La historia de las desapariciones actuales cuenta con sus propias fechas clave. 2006 es el año de la estrategia fallida antidrogas que dejó al país sumido en un baño de sangre. En el año 2011 se hizo evidente que faltaban muchas personas a partir de que el poeta Javier Sicilia, que acababa de encontrar a su hijo asesinado, gritó un “Estamos hasta la madre” que se escuchó en todo el país y convocó a una caravana nacional a la que acompañaron los dolientes de todo México y que, a medida que iba avanzando hacia el norte, con rumbo a Ciudad Juárez, en cada tramo sumaba a nuevas familias que llevaban consigo las fotografías de los seres queridos a los que buscaban.

Gracias a esa caravana del dolor, vimos por primera vez y en cadena nacional a familias de personas desaparecidas sentadas junto al presidente, Felipe Calderón. Una de ellas, doña Mari Herrera, buscaba en aquel momento a cuatro hijos; es la misma abuela que, con los hijos que le quedaron, creó las brigadas nacionales de búsqueda. 

2014 fue la fecha en que la tragedia se hizo visible al mundo entero, a partir de que 43 estudiantes normalistas fueron desaparecidos en la ciudad de Iguala, la noche del 26 de septiembre. Se trató de un impresionante operativo en el que participaron narcos apoyados por policías de varios municipios, protegidos y apoyados por policías estatales y federales, y soldados. Todos ellos intentaban impedir que los estudiantes se marcharan a bordo de un autobús en el que se habían montado y que, al parecer, ocultaba droga.

La televisada búsqueda de fosas para ubicar a los 43 estudiantes, que aún están siendo buscados, se convirtió en la señal de arranque para que colectivos de todo el país se dieran cuenta de que el Gobierno no iba a buscar a sus familiares, y se lanzaran al monte a buscar entierros, acciones que derivaron en las mencionadas escuelas para buscadores.

La geografía del dolor no ha dejado intactos los sitios turísticos. En Taxco, la coqueta ciudad colonial famosa por su linaje minero y sus joyas de plata, fueron encontradas minas preñadas con, al menos, 55 cuerpos. Ocultas por las fiestas, los Cabos, Cancún o Acapulco son también lugares de negra memoria. Visto el país con el filtro de este delito, se inauguran también nuevas rutinas. Si viajas por carreteras tienes que enviar tu ubicación, cuidarte especialmente al parar en las gasolineras, mandar un mensaje si te detiene alguna autoridad para revisar tus papeles y evitar ir por ciertos caminos. En algunas carreteras, lo sabemos bien, desaparecen gente. 

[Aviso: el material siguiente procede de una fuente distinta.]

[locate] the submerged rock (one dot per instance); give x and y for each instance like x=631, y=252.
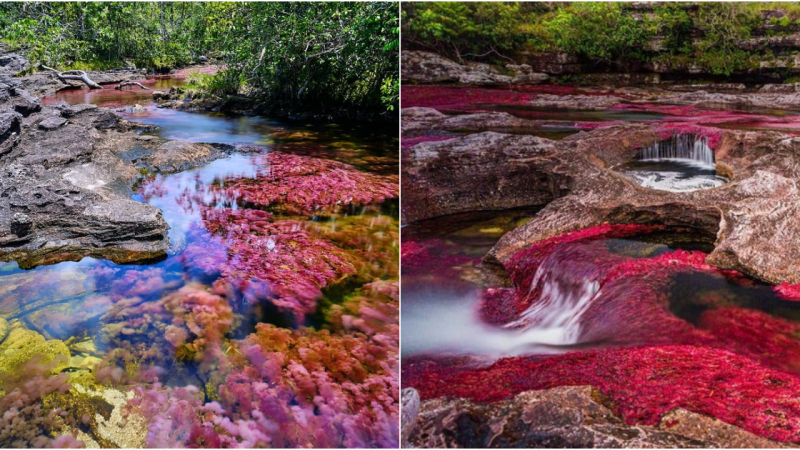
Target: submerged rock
x=571, y=417
x=575, y=179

El Gobierno de Andrés Manuel López Obrador, estrenado en el año 2018, ha reconocido la crisis humanitaria –una secretaria de Estado llegó a decir que “México es un cementerio, un país de fosas”–, hizo una declaratoria de crisis forense y estrenó un mecanismo extraordinario de identificación. También creó lineamientos y organismos para la búsqueda de los desaparecidos. Mientras esto se echa a andar, las y los buscadores siguen exigiendo que busquen a los suyos vivos, que se apresuren, que les den respuestas, que les regresen sus vidas.